In short, the way the debate works is pretty simple: If people aren’t wearing helmets, they will use more caution. With a dome protector on, they’re more likely to ride erratically because they mistakenly believe they’re “safe”. Another way to look at this would be with cars. It’s said that seat belts and air bags have increased the severity of car accidents because motorists “feel” invincible. They drive more erratically and therefore find themselves in increasingly severe accidents. Follow me so far? Well, by the logic of the “no helmet” crowd, the way to make cars safer would be to remove the airbag from the steering column and mount a 4″ long knife blade in its place that points directly at the motorist. Sure you’d have to be very careful when reaching for your latte, but how many people do you think would still text while driving with that blade staring at them? You’d virtually end speeding overnight. Drunk drivers would call a cab and let their driver get stabbed rather than attempt a drunken dive home. Overnight, car accidents would fall precipitously. Who would risk being impaled by their own steering column?! It’s the same idea as not wearing a helmet. You’re more likely to become a vegetable or require a diaper change for the rest of your life if you don’t wear a helmet so you’re more likely to ride safer. It’s that simple – though they’ll never come out and explain it like this because common sense folks who ride responsibly anyway would respond with, “you’re freaking nuts“.

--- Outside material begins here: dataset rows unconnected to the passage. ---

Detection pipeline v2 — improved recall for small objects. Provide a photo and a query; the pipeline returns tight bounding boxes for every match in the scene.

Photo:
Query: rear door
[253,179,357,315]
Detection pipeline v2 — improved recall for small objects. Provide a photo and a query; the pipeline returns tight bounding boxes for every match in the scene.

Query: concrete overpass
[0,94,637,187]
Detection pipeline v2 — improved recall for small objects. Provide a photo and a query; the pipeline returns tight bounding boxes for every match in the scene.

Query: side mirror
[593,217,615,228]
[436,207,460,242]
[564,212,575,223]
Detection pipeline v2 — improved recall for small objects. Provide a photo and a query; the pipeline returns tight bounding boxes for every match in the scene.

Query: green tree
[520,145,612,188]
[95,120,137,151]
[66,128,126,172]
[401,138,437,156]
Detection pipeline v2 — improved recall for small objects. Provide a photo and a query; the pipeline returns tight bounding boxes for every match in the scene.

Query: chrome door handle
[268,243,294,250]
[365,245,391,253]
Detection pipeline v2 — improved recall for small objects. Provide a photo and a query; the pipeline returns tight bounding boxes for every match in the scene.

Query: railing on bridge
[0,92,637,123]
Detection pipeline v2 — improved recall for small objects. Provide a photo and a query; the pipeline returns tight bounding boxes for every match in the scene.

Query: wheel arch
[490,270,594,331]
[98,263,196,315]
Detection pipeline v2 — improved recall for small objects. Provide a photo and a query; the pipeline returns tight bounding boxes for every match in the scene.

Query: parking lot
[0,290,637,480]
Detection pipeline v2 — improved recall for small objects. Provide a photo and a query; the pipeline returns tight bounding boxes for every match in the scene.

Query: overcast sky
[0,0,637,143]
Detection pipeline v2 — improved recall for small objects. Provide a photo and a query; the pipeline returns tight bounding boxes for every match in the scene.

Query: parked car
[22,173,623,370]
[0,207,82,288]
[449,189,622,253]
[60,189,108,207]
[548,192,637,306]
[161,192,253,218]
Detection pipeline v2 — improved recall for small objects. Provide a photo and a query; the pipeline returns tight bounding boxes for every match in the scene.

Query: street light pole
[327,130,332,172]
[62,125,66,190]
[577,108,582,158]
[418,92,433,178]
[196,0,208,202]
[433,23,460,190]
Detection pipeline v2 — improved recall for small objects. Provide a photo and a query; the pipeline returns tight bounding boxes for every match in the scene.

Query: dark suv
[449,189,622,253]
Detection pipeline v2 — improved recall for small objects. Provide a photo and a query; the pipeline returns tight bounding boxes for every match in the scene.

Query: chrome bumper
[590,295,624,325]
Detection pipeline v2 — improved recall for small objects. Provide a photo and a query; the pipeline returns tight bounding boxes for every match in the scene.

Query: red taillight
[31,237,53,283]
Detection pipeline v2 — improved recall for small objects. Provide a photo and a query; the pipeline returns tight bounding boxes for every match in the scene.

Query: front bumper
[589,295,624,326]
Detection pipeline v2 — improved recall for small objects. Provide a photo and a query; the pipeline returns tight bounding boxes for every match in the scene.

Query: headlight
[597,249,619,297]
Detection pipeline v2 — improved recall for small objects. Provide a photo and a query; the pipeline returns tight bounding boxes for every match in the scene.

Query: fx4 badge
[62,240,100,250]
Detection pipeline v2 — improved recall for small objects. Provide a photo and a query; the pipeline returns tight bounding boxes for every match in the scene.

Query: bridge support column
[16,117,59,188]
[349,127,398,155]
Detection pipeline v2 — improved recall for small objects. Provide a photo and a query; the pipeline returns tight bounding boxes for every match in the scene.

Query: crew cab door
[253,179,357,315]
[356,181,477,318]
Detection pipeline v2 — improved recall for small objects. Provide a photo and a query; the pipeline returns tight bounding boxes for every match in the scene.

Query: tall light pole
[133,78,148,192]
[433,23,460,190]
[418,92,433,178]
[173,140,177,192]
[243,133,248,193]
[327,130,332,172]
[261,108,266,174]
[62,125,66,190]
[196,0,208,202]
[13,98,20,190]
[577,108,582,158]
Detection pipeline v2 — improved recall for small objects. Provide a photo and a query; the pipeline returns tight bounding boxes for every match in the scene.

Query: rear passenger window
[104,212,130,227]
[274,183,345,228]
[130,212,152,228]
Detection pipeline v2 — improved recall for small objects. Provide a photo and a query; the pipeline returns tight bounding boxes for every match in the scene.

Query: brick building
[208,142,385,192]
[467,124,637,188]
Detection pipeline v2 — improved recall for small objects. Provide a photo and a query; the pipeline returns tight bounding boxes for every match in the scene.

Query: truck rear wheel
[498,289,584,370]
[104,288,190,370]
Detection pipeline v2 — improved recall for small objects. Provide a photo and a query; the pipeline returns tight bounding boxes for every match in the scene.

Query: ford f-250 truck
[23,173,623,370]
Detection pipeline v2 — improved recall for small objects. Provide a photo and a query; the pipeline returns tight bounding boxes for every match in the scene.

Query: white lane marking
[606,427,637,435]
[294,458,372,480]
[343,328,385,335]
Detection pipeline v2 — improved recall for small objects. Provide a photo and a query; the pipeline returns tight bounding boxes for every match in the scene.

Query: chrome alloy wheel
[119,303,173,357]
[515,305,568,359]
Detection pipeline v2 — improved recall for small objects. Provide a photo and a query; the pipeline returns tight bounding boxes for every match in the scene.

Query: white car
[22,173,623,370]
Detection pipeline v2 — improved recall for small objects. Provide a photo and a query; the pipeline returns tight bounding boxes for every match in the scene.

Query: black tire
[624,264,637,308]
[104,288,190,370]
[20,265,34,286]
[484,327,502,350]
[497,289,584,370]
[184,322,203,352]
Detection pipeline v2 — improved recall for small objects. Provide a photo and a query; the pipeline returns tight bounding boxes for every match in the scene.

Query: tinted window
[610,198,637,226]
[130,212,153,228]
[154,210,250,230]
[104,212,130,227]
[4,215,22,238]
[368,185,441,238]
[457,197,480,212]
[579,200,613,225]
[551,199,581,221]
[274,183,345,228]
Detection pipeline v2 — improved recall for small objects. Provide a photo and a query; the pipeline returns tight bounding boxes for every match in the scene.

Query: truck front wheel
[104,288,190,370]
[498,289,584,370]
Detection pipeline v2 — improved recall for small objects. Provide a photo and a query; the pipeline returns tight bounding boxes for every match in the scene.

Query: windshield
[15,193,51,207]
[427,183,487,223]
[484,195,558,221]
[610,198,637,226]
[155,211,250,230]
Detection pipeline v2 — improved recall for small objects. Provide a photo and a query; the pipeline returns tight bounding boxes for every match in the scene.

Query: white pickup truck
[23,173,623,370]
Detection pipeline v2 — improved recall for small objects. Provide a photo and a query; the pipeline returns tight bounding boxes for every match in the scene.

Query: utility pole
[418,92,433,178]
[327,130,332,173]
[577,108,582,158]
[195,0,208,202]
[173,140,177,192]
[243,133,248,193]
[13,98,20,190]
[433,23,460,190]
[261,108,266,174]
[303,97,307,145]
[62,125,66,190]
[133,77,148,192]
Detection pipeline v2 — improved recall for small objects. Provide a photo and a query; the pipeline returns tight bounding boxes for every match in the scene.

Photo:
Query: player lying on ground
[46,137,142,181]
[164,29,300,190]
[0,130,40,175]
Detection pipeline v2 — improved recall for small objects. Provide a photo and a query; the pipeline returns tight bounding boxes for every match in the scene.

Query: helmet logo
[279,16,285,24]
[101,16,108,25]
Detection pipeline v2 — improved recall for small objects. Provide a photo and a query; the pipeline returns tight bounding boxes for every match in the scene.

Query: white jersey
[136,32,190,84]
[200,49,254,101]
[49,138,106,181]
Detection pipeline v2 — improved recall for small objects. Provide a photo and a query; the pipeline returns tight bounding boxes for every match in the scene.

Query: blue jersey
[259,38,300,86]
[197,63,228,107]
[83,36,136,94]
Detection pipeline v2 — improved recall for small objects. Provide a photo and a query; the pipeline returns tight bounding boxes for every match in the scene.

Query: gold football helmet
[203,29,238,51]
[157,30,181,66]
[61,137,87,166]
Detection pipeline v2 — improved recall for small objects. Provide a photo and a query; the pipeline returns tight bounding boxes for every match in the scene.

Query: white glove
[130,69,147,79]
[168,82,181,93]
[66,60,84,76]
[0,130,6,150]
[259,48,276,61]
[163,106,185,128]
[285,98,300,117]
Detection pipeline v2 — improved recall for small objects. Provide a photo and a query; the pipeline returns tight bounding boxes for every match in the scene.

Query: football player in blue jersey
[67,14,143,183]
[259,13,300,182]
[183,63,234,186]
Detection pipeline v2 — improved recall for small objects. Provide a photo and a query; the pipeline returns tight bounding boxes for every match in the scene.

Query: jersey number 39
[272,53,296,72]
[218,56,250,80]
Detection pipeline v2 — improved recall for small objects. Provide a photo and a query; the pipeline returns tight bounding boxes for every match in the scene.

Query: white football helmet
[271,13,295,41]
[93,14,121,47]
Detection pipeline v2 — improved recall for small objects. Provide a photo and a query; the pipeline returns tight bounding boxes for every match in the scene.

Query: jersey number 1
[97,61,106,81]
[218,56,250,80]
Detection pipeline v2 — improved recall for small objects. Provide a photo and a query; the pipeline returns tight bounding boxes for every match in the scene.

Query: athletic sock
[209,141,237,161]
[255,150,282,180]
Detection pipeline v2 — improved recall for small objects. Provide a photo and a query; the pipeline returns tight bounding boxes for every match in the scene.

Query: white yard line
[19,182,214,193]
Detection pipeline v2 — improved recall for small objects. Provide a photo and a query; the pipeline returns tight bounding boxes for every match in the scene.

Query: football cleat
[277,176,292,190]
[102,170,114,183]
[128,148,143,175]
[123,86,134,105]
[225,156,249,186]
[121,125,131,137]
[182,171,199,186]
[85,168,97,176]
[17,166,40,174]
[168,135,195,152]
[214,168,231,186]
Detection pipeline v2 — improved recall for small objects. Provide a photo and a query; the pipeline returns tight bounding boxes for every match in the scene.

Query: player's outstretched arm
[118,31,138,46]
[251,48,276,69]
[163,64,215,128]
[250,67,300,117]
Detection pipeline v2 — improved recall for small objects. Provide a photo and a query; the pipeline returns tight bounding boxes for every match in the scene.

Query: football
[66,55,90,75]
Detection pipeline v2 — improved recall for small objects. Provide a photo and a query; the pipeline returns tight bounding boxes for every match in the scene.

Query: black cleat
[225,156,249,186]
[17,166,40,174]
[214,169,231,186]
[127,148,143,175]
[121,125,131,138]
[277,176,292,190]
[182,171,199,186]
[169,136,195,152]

That’s not quite the end of the discussion though. See, there are questions of torsional or rotational injuries that the anti-helmet folks say increases with wearing a helmet. I’m a common sense guy though and I know the painted surface of my dome protector will slide on macadam a lot better than my head, so I’ll take my chances thank you very much.
Last Friday, my wife and I were out on our normal Friday lunch ride and we were sitting down to our lunches at the local Wendy’s. An older gentleman came up to us and admired my bike (it happens a lot):
Anywho, this old fella comes up to us and after commenting about how utterly spectacular my bike is, says “I really like that you guys have those helmets right there. I used to work for the Sheriff’s Paramedic Division and I used to see people with fractured skulls all of the time. You see, a doctor explained it once that your head is about the consistency of a watermelon. You drop that on the ground and bad things happen – and I’ve seen the X-rays… The whole skull is spider webbed.”
Now, I respect anyone’s right to decide against wearing a helmet as long as they don’t whine about the consequences. I also don’t support helmet laws because I think the government has their hands full enough just trying to balance a damned budget. On the other hand, when it comes to my melon, you can bet your ass it’ll have a helmet on it whilst I’m atop my bike. I’d rather have a piece of foam between my head and the pavement than some statistics (statistics that can be skewed to mean anything, lest we all have forgotten our first day in Statistics 101).